You can’t effectively implement any problem-solving strategies unless you know the problem. Every industry has it’s way of keeping a problem from being solved; moving targets, feature creep, change of scope. It is the fastest way to de-rail or outspend your ability to solve the problems. That’s not saying your problem can’t change but you have to handle things more cyclically–in iterations where you can complete something before you begin something anew.

Evolving Thoughts Lead to More Problems

Most solutions are straight forward.

I have a goal, there are steps required to get that done, do the steps, achieve the goal.

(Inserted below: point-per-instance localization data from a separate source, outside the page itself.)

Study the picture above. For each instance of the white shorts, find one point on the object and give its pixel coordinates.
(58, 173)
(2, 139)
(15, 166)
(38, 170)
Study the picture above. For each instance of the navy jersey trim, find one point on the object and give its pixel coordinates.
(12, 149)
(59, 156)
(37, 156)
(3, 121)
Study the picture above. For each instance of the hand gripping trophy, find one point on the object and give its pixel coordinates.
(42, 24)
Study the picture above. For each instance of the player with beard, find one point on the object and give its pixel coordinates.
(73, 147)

Nice and tidy.

One caveat that strikes out at all projects is growing awareness of a real solution, a different solution, due to generally a lack of understanding what was originally needed. This is where good planning and thought is key.

Let’s Build a Pool!

A simple example, build a pool in the backyard.

Without much thinking all I really have to do is go dig out a hole, gloss it with cement, and fill the hole with water. Wow, that’s easy, a weekend project. Right?

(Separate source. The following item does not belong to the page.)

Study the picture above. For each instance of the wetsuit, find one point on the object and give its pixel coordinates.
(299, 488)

Of course, I hope your common sense has activated here tossing out the issues with such logic:

  • what is the grounds composition
  • how do you make a concrete or sealing layer
  • what about draining
  • what about cleaning
  • etc, etc, etc.

Now if you started this project like we have you’ll probably stumble into each and every one of these–and so many more–that you’ll never get the pool built because you keep finding things you should have thought through before.

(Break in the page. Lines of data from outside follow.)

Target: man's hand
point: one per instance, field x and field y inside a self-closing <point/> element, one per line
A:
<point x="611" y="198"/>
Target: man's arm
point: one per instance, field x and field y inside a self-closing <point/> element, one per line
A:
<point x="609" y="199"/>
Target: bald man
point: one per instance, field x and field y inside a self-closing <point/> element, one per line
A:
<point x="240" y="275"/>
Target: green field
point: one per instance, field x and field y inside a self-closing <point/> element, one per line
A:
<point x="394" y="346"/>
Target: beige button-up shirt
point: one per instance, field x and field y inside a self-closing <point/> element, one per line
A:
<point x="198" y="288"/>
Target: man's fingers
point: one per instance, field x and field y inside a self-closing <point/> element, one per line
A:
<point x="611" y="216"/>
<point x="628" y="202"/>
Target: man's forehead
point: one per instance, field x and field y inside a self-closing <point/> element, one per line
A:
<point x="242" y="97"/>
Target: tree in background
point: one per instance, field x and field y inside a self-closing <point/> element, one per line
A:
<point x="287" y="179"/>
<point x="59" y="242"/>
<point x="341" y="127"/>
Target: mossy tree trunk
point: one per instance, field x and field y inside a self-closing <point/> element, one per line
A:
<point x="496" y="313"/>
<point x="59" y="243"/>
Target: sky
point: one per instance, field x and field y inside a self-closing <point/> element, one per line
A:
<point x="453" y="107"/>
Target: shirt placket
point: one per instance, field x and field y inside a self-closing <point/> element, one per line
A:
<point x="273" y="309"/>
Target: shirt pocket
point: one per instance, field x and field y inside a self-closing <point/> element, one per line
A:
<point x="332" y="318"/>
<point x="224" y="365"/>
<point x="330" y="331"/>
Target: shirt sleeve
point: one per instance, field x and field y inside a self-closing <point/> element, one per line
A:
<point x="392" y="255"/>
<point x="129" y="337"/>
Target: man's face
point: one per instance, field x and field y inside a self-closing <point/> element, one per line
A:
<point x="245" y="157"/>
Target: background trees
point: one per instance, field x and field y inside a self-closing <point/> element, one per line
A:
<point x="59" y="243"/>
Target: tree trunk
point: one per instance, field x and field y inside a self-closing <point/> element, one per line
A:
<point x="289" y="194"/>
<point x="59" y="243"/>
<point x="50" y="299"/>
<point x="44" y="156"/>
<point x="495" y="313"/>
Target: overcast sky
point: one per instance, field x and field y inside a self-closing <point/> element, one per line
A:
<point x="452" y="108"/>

Problem Solving Strategies Requires Knowing the Problem

Can it be said any simpler? Don’t just jump into solving things without a care as to the steps involved. Think through your problem in a few passes.

  • High-level: overall objectives, outcomes, you’re a rockstar
  • Mid-level: milestones, stepping stones to larger objectives, an idea of the playing field
  • Low-level: runway or the atomic level, the actual steps to complete each piece

David Allen and others are good at saying that if you have a next action that makes you ponder what you’re supposed to be doing then it wasn’t a next action but a cluster of them. Straighten those out until you can see what is really before you. Even if you aren’t qualified to know the steps you know you need to ask someone else who does have the qualifications to know.

You Know the Problem Now Solve for It

Now you can be objective. You see where you want to go and you can track all of the requirements to the next step in front of you. Whether you are building a pool, starting a company, hiring a consultant, initiating a project couldn’t be easier.

If at any time you feel unsure of what you are doing take a moment, close a door, shut off the tv, book it on your calendar–and think well about what you are trying to accomplish. Most of us don’t have the luxury to waste time and money. By giving yourself a little more attention to think through your objectives it will save you both time and money.

What’s your next project? Do you know what it will take to get you there?